The permanent solution was building a separate HD facility for COVID patients. This would relieve the burden on the hospital’s main HD Unit in dialyzing COVID-recovering patients or those still in quarantine since their original HD facilities will not accept them. A separate HD facility for COVID patients would allow the main HD Unit to dialyze only critical patients admitted or at the ER rather than squeeze dialyzing even recovered outpatients. NKTI’s top management consulted with the Inter-Agency Task Force for the Management of Emerging Infectious Diseases (IATF) and the Department of Public Works and Highways (DPWH) to see if they could build this facility for the NKTI at the soonest possible time to address this urgent need. Both agencies agreed to assist the Institute, and NKTI allocated space for this facility. It took several weeks of planning with NKTI’s HD Leaders for the specifications of HD provision, discussions with the Infection and Prevention and Control Unit to ensure that the building specifications met the safety requirements for treating COVID patients, and meetings with the NKTI general services division.

The government-to-government mode of procurement under the COVID emergency allowed immediate construction of the facility. The NKTI went through the bidding process for the provision of HD services for one year, which was successfully awarded. On 5 May 2021, building turnover to NKTI was done by DPWH in simple rites at the facility attended by the Mayor of Quezon City, Secretaries of the Departments of Health, DPWH, and IATF. This project was another first for NKTI and the country, where a separate HD facility for COVID patients was built. Many hospitals were given additional HD machines for their COVID patients, but this is the first HD facility constructed for only COVID patients.

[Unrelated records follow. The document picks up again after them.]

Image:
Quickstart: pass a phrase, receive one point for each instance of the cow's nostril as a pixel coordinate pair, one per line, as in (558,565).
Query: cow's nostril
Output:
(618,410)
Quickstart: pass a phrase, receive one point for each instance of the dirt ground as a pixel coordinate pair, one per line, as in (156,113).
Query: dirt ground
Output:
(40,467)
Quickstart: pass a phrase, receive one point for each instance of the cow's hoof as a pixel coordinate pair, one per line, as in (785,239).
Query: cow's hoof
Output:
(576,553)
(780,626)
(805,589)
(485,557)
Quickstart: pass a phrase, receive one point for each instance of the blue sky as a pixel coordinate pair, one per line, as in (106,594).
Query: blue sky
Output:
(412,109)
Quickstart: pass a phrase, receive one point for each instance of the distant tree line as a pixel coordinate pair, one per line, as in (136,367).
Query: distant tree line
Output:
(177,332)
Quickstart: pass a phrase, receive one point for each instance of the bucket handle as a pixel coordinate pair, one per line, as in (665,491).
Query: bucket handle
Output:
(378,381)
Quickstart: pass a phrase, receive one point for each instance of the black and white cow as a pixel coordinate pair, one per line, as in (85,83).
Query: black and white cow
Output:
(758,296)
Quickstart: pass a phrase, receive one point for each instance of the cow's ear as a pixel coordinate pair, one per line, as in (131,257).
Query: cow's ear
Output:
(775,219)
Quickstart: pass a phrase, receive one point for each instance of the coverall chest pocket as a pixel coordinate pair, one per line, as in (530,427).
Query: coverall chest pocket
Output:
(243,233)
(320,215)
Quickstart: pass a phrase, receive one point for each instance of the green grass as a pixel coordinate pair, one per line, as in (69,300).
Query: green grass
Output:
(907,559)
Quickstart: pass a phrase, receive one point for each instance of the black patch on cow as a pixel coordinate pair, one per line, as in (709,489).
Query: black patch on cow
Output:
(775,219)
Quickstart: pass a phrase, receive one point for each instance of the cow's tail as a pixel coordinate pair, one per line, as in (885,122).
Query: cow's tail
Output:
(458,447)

The NKTI COVID Modular HD unit has resulted in numerous benefits. An ideal facility with isolation rooms for every patient, adequate air exchanges and areas for donning and doffing for PPE, including shower areas for the staff, and separate entrance and exit areas in this 20-HD station facility was met with satisfied patients and HCWs. A separate adjacent dormitory was also built, and HCWs on regular duty at the COVID modular HD facility were provided rooms. COVID-recovering patients from all over NCR now have a facility of their own. No patient is left without a place to have this lifesaving treatment. The provision of dialysis has been NKTI’s core service, and no stone is left unturned for NKTI to deliver this promise to its patients with ESKD. This project was a very successful example of the government working together for the common purpose of serving the dialysis population.

Milestones

Efforts to completely and effectively cohort COVID suspects and confirmed cases eventually led to establishing the country’s biggest and most ideal dedicated outpatient COVID HD unit. This is the NKTI COVID Modular HD unit with its clearly defined COVID protocols. It has twenty (20) HD stations that can run a maximum of four (4) shifts per day. It can cater to a maximum of eighty (80) patients daily. This facility addressed the HD needs of many COVID ESKD patients in the NCR.

There were two parallel activities required to operate this facility:

  1. Construction of the HD facility via government-to-government procurement; and
  2. Procurement of the HD services for this facility for one year.

These activities were simultaneously done due to the immediate demand for a facility for the increasing number of COVID renal patients. The facility started its operations in July 2021.